Вот почему, прослышав о том, что Петербург открыл доселе замкнутые на двенадцать засовов ворота в далекую хлебородную степь, десятки тысяч изголодавшихся на родине, отчаявшихся мужиков тотчас снялись с родовых насиженных мест и тронулись в неведомые акмолинские степи. По тернистому, по каторжному пути шли в те годы переселенцы, колеся по градам и весям обширной Российской империи. История дореволюционного переселения российских мужиков в казахские степи — это целая поэма страшных, почти неправдоподобных бедствий, неисповедимого народного горя, вынести которое был способен только один русский мужик.
Особенно усиленный наплыв переселенцев в акмолинские степи начался с девяностых годов прошлого века и продолжался вплоть до первой мировой войны. Летом 1890 года на территории Акмолинского края скопилось свыше семнадцати тысяч никуда не причисленных переселенцев. Тамбовские, курские, пензенские мужики наводнили все казачьи станицы. Они блуждали по Горькой линии в тщетных поисках пристанища. Уездные власти, не видя возможности как-нибудь устроить новоселов и опасаясь волнений и эпидемий, употребляли все силы, для того чтобы выдворить переселенцев за пределы степного генерал-губернаторства.
В грозную осень 1890 года только девятьсот пятнадцать семей из семнадцати тысяч переселенческих душ, мечтавших найти в казахских степях обетованную землю, были с грехом пополам определены на земельные участки. Поземельно-устроительные партии селили пришельцев где попало: то в безводной степи, то на непри-
годных для пашен солончаковых почвах. Переселенцы, не имевшие возможности «позолотить ручку» начальникам поземельно-устроительных партий, через год снова вынуждены были сниматься с отведенных для них участков и трогаться в поисках новых, более пригодных земель. Судьба же нигде не приписанных новоселов была еще ужаснее. Очутившись к зиме без крова, без куска хлеба, без расколотого гроша за душой, тысячи бесприютных семей кружились в окрестной степи, бродили по линейным казачьим станицам. Но казаки, видя в новоселах врагов, посягающих на священную линейную землю, и чувствуя в них опаснейших конкурентов в земледелии, не только не давали приюта обездоленным мужикам, но гнали их вон из станиц. Измотанные бесконечными скитаниями, отчаявшиеся и изголодавшиеся переселенцы вынуждены были искать защиты в пустынных степях, у затерянных в них редких зимовок кочевников. Однако казахи, сами вытесненные с прежних богатых угодий, не могли сочувственно относиться к русским новоселам. Аткаминеры, влиятельные степные князьки и баи натравливали казахскую бедноту на блуждающих по степям бездомных русских крестьян; и национальные, и классовые отношения обретали здесь самые острые формы.

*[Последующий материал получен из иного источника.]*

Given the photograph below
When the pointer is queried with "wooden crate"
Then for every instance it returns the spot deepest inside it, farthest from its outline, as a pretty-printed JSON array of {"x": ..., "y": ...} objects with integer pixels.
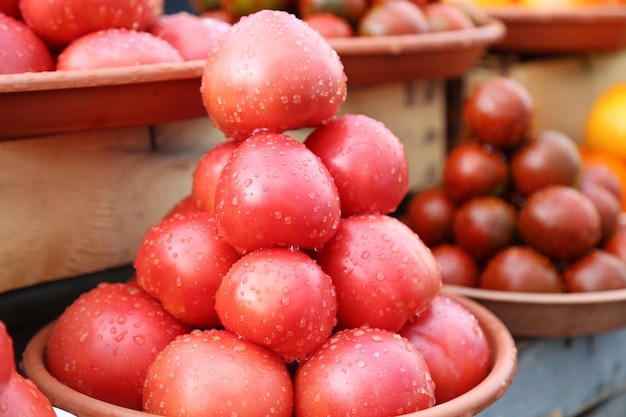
[{"x": 80, "y": 202}]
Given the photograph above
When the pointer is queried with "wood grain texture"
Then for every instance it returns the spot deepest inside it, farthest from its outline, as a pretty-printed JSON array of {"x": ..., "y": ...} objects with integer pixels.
[{"x": 77, "y": 203}]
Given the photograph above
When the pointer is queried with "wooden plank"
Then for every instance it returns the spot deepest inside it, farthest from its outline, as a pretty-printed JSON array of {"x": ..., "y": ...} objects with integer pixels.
[
  {"x": 77, "y": 203},
  {"x": 564, "y": 377}
]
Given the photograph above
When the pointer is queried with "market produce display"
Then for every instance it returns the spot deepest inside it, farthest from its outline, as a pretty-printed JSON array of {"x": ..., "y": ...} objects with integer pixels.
[
  {"x": 520, "y": 210},
  {"x": 60, "y": 35},
  {"x": 293, "y": 281}
]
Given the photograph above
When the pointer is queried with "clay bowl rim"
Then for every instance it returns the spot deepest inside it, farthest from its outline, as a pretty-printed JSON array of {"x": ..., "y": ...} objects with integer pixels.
[
  {"x": 492, "y": 388},
  {"x": 491, "y": 32},
  {"x": 101, "y": 77},
  {"x": 583, "y": 14},
  {"x": 556, "y": 299}
]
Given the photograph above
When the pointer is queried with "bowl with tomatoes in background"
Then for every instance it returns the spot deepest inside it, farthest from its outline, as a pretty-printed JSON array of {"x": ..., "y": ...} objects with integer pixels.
[{"x": 523, "y": 223}]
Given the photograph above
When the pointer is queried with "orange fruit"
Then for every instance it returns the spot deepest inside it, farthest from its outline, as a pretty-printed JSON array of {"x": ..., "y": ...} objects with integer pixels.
[
  {"x": 616, "y": 164},
  {"x": 605, "y": 125}
]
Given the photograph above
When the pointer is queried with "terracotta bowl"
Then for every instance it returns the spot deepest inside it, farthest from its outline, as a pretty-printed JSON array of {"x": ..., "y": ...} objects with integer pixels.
[
  {"x": 580, "y": 29},
  {"x": 534, "y": 315},
  {"x": 374, "y": 60},
  {"x": 66, "y": 101},
  {"x": 493, "y": 387}
]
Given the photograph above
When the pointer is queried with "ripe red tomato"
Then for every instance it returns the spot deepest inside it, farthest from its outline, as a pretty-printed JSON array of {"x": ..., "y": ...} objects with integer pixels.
[
  {"x": 60, "y": 22},
  {"x": 181, "y": 261},
  {"x": 207, "y": 172},
  {"x": 192, "y": 35},
  {"x": 216, "y": 370},
  {"x": 272, "y": 72},
  {"x": 116, "y": 48},
  {"x": 21, "y": 50},
  {"x": 453, "y": 345},
  {"x": 104, "y": 341},
  {"x": 384, "y": 274},
  {"x": 367, "y": 162},
  {"x": 10, "y": 8},
  {"x": 275, "y": 192},
  {"x": 22, "y": 398},
  {"x": 329, "y": 25},
  {"x": 278, "y": 298},
  {"x": 363, "y": 372}
]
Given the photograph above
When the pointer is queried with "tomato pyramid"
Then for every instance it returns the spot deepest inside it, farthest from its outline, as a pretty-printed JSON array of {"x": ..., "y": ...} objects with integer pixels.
[{"x": 284, "y": 259}]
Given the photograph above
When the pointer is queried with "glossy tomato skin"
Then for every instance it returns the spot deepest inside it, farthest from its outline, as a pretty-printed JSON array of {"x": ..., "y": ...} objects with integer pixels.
[
  {"x": 383, "y": 272},
  {"x": 275, "y": 192},
  {"x": 181, "y": 261},
  {"x": 366, "y": 160},
  {"x": 272, "y": 72},
  {"x": 363, "y": 372},
  {"x": 278, "y": 298},
  {"x": 60, "y": 22},
  {"x": 218, "y": 371},
  {"x": 22, "y": 398},
  {"x": 104, "y": 341},
  {"x": 453, "y": 344},
  {"x": 207, "y": 173},
  {"x": 21, "y": 50},
  {"x": 330, "y": 25},
  {"x": 116, "y": 48},
  {"x": 192, "y": 35}
]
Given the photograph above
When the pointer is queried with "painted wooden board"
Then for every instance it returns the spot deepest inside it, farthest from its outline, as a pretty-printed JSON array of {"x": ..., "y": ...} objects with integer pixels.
[{"x": 564, "y": 377}]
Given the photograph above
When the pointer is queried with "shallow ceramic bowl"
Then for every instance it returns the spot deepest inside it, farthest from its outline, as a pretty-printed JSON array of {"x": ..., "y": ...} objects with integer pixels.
[
  {"x": 440, "y": 55},
  {"x": 580, "y": 29},
  {"x": 54, "y": 102},
  {"x": 535, "y": 315},
  {"x": 493, "y": 387},
  {"x": 65, "y": 101}
]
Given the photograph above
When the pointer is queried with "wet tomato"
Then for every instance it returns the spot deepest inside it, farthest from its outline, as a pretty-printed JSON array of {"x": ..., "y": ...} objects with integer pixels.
[
  {"x": 103, "y": 343},
  {"x": 338, "y": 378}
]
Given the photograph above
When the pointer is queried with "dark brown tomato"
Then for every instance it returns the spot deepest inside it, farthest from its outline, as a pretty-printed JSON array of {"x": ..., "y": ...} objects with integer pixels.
[
  {"x": 457, "y": 266},
  {"x": 561, "y": 222},
  {"x": 430, "y": 214},
  {"x": 350, "y": 10},
  {"x": 596, "y": 271},
  {"x": 398, "y": 17},
  {"x": 548, "y": 158},
  {"x": 603, "y": 176},
  {"x": 472, "y": 170},
  {"x": 446, "y": 16},
  {"x": 608, "y": 206},
  {"x": 521, "y": 268},
  {"x": 484, "y": 226},
  {"x": 499, "y": 111},
  {"x": 330, "y": 25}
]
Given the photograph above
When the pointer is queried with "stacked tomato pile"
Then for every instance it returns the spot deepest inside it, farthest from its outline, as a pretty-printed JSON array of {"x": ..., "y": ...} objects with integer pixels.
[
  {"x": 521, "y": 211},
  {"x": 281, "y": 286}
]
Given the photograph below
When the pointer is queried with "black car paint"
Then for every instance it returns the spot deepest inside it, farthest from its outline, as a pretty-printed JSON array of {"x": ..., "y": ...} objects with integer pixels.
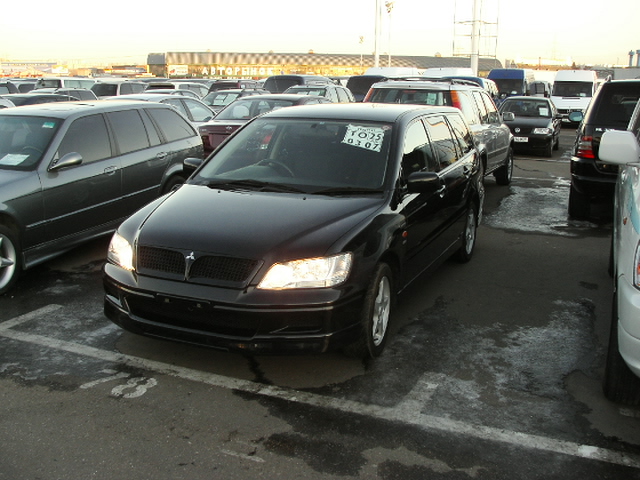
[{"x": 412, "y": 228}]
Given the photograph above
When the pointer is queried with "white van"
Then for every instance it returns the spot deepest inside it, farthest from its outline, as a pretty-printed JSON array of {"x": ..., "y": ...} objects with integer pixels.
[{"x": 572, "y": 91}]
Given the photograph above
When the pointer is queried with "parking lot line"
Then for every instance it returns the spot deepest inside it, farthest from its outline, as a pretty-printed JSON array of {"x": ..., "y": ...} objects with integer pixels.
[{"x": 409, "y": 416}]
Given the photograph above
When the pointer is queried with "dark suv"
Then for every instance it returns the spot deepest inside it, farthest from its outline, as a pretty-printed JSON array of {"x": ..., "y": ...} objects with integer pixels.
[
  {"x": 70, "y": 172},
  {"x": 592, "y": 180},
  {"x": 490, "y": 133}
]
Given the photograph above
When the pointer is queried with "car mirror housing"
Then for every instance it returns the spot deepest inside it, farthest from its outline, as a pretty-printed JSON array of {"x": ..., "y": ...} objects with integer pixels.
[
  {"x": 192, "y": 163},
  {"x": 508, "y": 116},
  {"x": 619, "y": 147},
  {"x": 68, "y": 160},
  {"x": 576, "y": 117},
  {"x": 424, "y": 182}
]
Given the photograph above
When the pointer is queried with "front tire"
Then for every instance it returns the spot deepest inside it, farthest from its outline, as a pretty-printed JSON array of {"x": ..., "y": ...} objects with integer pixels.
[
  {"x": 464, "y": 254},
  {"x": 376, "y": 315},
  {"x": 10, "y": 264},
  {"x": 503, "y": 174},
  {"x": 579, "y": 204},
  {"x": 620, "y": 385}
]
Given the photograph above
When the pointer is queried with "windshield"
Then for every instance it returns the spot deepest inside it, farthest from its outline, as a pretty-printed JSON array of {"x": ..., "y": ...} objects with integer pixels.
[
  {"x": 220, "y": 99},
  {"x": 105, "y": 89},
  {"x": 410, "y": 95},
  {"x": 314, "y": 156},
  {"x": 23, "y": 140},
  {"x": 572, "y": 89},
  {"x": 508, "y": 87},
  {"x": 320, "y": 92},
  {"x": 527, "y": 108},
  {"x": 247, "y": 109}
]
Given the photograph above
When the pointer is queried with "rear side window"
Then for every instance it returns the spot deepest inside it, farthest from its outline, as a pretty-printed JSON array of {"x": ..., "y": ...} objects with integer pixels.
[
  {"x": 172, "y": 125},
  {"x": 87, "y": 136},
  {"x": 462, "y": 133},
  {"x": 417, "y": 154},
  {"x": 442, "y": 141},
  {"x": 129, "y": 130},
  {"x": 468, "y": 107}
]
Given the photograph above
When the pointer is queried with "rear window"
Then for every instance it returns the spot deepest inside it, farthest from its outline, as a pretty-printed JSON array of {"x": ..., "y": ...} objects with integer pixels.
[
  {"x": 360, "y": 85},
  {"x": 614, "y": 105},
  {"x": 410, "y": 95},
  {"x": 280, "y": 84}
]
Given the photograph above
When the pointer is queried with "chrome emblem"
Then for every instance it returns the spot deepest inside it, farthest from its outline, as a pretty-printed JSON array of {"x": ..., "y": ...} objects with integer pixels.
[{"x": 189, "y": 259}]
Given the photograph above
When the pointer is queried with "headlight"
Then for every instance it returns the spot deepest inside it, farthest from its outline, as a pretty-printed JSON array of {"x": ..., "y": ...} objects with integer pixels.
[
  {"x": 120, "y": 252},
  {"x": 308, "y": 273},
  {"x": 636, "y": 267}
]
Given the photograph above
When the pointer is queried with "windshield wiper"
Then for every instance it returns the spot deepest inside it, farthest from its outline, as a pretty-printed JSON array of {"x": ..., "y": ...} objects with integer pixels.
[
  {"x": 249, "y": 184},
  {"x": 347, "y": 191}
]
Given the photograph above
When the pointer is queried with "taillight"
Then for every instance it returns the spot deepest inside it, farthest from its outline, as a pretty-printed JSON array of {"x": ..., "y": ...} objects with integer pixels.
[{"x": 585, "y": 147}]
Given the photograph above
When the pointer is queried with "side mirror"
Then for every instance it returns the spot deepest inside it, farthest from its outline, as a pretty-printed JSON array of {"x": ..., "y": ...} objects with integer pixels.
[
  {"x": 576, "y": 117},
  {"x": 424, "y": 182},
  {"x": 619, "y": 147},
  {"x": 508, "y": 116},
  {"x": 191, "y": 163},
  {"x": 69, "y": 160}
]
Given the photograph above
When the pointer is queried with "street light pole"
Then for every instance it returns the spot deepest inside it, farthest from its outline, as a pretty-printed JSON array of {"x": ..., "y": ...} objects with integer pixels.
[{"x": 376, "y": 40}]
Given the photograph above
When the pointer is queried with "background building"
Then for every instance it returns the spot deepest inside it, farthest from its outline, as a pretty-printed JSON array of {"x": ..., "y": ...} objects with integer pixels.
[{"x": 259, "y": 65}]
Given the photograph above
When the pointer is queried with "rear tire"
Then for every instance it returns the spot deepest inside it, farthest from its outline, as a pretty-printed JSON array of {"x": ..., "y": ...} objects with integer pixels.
[
  {"x": 504, "y": 173},
  {"x": 620, "y": 384},
  {"x": 10, "y": 263},
  {"x": 376, "y": 315},
  {"x": 579, "y": 204}
]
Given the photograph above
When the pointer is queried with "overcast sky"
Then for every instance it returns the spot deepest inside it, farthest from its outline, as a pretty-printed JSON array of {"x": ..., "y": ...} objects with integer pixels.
[{"x": 122, "y": 31}]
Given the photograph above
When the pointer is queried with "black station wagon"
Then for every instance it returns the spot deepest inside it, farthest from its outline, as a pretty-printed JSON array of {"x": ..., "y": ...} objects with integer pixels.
[
  {"x": 70, "y": 172},
  {"x": 299, "y": 231}
]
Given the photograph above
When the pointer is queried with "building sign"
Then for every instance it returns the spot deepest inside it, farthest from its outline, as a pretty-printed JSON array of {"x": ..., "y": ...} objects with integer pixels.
[
  {"x": 238, "y": 70},
  {"x": 178, "y": 70}
]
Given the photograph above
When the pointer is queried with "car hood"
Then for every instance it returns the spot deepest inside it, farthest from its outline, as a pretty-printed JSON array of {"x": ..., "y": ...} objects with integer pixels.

Нет, негде было приклонить голову в этом просторном краю затравленным пензенским мужикам, попавшим под перекрестный огонь национальной, сословной и классовой ненависти. На суровом чужестранном ветру, под проливными дождями ютились они в жалких своих шалашах и, простужаясь и голодая, равнодушно умирали здесь среди глухих дорог, цепляясь окостеневшими пальцами за жестокую, неласковую к ним землю.
По широкому пыльному скотопрогонному тракту тянулась бесконечная вереница прикрытых лохмотьями переселенческих повозок. Тощие, худые, как скелеты, лошаденки брели, едва-едва переступая ногами по жесткой, утрамбованной конскими копытами дороге, почти с человеческой тоской косясь на придорожные овсы и травы. Скрипели давно не мазанные колеса телег на деревянном ходу. Дымились загорающиеся еловые и сосновые оси. Тупо поникнув, брели за повозками
оборванные, загорелые, пыльные мужики и бабы. Звучал над степью безысходный, глухой детский плач.
А встречные казаки, гарцующие на откормленных лошадях или важно восседающие в легких пролетках, не сворачивая с дороги, орали:
— Эй вы, Расея!
— Желторотые!
— Кацапы!
— Вороти в сторону. Ослеп, подлец, што казаки едут!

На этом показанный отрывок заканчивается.